To qualify for income tax exemption as a sporting organisation, your club must be non-profit.
An organisation is non-profit if it is not carried on for the profit or gain of its individual members. This applies for direct and indirect gains and both while the organisation is being carried on and on its winding up.
The income tax law does not prescribe a form of words that a non-profit company must have in its constituent documents. The following example clauses would be acceptable, as long as other clauses were not contrary to them.
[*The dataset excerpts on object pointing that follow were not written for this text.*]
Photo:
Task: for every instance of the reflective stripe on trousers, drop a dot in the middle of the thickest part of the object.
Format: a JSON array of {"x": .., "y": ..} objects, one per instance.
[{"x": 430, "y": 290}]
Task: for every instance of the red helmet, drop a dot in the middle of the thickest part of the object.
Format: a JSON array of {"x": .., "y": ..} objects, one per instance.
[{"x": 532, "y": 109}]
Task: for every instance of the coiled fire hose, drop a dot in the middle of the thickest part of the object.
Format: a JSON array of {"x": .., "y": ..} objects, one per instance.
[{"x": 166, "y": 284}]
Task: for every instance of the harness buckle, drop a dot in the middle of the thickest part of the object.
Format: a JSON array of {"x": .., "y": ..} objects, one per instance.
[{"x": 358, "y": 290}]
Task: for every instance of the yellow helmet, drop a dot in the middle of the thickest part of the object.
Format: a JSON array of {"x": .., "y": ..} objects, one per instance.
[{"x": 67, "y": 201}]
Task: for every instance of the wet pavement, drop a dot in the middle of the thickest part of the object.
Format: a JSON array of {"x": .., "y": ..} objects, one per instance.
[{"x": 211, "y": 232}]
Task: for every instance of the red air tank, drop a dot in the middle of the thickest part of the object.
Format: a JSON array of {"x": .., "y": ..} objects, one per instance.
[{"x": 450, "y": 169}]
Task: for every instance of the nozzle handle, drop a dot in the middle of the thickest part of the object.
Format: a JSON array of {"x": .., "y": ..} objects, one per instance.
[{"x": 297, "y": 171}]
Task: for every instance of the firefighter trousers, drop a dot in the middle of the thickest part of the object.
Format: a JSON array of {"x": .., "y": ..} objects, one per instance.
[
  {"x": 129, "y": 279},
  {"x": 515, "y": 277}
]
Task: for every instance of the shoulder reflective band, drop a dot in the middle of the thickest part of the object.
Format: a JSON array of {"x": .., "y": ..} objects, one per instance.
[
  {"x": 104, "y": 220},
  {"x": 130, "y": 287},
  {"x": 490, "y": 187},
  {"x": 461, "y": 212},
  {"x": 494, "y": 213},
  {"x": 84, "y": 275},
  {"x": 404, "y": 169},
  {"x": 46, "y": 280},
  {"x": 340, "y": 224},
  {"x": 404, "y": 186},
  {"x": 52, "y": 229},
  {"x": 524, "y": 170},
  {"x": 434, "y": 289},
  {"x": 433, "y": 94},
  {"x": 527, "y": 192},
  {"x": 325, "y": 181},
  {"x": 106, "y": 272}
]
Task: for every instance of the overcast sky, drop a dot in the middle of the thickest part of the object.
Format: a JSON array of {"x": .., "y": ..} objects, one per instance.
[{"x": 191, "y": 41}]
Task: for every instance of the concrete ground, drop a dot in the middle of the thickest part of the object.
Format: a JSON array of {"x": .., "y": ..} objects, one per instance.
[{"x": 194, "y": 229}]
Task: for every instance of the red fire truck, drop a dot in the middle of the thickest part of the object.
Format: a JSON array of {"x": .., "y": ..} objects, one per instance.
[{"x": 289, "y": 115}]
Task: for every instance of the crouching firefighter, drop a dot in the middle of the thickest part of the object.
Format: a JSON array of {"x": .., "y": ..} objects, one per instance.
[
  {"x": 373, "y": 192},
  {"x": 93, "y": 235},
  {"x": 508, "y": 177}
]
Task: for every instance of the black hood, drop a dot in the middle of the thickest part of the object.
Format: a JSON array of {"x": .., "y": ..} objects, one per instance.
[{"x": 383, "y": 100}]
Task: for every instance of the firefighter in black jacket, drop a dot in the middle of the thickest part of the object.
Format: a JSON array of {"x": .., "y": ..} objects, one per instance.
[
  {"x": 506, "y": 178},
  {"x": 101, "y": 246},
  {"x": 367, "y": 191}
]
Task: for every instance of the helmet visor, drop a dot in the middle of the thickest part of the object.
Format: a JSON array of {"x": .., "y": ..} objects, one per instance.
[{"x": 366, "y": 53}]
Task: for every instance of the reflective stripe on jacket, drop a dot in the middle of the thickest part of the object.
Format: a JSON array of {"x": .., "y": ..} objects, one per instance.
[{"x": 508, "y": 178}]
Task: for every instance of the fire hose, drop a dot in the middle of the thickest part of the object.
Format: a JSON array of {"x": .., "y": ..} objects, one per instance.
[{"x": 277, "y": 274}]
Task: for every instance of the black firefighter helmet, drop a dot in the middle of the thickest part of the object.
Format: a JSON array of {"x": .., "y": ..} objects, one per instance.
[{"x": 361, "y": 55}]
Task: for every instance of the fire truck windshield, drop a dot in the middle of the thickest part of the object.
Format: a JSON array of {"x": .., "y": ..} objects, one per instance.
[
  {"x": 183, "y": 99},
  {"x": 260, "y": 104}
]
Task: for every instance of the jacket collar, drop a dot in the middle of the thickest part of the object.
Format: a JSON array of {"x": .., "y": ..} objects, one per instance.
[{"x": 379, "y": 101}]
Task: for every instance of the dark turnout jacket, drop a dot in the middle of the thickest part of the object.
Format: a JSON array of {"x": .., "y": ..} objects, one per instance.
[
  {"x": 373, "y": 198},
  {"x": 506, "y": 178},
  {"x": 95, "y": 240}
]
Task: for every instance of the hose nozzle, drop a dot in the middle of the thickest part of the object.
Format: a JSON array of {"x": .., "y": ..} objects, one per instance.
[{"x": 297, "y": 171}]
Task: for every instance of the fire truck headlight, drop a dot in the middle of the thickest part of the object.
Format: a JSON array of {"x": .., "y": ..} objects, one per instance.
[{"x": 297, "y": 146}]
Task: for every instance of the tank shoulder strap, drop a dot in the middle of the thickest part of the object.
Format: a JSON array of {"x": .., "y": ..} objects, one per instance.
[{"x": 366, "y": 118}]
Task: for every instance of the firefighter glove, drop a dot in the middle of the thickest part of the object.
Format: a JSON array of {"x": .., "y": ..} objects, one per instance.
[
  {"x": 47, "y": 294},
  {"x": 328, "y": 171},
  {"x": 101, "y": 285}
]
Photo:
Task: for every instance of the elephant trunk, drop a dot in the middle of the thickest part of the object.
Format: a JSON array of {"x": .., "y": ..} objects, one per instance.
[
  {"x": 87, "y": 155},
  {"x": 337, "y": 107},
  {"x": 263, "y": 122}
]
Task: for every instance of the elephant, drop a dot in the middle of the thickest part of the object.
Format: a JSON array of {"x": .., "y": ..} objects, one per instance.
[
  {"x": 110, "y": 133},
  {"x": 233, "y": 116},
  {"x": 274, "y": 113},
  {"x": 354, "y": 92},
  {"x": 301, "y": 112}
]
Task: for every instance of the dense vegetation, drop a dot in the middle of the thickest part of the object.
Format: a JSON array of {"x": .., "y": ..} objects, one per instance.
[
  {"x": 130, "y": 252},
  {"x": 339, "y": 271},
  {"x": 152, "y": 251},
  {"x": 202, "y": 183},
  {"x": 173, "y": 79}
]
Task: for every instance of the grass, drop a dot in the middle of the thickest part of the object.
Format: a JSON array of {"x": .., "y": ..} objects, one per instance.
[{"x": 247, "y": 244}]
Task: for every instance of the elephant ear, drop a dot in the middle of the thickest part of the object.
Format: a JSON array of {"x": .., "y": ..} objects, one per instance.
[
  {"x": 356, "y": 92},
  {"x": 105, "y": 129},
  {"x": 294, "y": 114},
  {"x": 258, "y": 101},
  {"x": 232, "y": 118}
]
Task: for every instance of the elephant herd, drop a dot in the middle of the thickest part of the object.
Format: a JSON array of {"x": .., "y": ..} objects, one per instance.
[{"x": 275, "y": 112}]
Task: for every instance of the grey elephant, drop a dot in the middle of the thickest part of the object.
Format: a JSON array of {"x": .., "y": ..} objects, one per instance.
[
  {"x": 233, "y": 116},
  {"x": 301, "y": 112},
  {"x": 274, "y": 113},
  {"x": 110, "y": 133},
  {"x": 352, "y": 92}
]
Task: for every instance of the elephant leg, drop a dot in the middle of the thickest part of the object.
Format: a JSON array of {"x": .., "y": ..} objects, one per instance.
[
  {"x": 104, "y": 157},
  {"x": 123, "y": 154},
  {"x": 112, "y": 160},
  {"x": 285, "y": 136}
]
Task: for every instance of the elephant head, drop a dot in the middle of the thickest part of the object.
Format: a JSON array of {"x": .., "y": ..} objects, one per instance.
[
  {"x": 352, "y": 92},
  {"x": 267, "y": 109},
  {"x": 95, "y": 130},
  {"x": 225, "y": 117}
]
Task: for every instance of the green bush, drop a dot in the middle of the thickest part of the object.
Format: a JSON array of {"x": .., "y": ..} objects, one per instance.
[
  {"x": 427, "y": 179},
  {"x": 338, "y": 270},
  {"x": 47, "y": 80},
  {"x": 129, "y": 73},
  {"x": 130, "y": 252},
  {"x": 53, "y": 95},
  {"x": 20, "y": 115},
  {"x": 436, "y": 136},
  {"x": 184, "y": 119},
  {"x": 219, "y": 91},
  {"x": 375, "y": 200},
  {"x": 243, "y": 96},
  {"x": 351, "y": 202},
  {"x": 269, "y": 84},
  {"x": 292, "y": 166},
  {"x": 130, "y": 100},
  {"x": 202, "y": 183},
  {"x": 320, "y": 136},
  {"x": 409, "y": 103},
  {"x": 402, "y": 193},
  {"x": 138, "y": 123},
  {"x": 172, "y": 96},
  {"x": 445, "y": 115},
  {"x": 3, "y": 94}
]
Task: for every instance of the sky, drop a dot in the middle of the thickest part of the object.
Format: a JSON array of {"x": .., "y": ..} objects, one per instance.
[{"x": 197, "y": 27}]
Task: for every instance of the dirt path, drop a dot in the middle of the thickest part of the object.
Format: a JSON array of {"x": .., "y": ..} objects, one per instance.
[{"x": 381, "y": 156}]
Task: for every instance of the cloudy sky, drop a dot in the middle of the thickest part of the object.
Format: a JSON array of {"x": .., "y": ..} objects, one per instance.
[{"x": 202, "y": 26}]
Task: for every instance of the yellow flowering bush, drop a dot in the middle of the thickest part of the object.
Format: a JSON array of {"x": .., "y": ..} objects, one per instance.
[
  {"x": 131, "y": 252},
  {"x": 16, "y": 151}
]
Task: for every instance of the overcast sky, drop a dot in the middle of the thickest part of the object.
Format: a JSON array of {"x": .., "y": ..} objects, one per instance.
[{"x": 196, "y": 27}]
The organisation's activities must be consistent with the clauses.
Example: Non-profit clause
The assets and income of the organisation shall be applied solely in furtherance of its above-mentioned objects and no portion shall be distributed directly or indirectly to the members of the organisation except as bona fide compensation for services rendered or expenses incurred on behalf of the organisation.
Example: Dissolution clause
In the event of the organisation being dissolved, the amount that remains after such dissolution and the satisfaction of all debts and liabilities shall be transferred to another organisation with similar purposes which is not carried on for the profit or gain of its individual members.
The following do not prevent a club from being non-profit:
- benefits received by members communally as members, such as use of club's facilities
- benefits received by members incidental to the pursuit of a club's objects, such as sports uniforms, or
- payment of reasonable remuneration to members for services they provide to the club.
A non-profit organisation can still make a profit, but this profit must be used to carry out its purposes and must not be distributed to owners, members or other private people.
A society makes a $40,000 profit for the year. It uses the profit to reduce its debts and provide for its activities in the following year.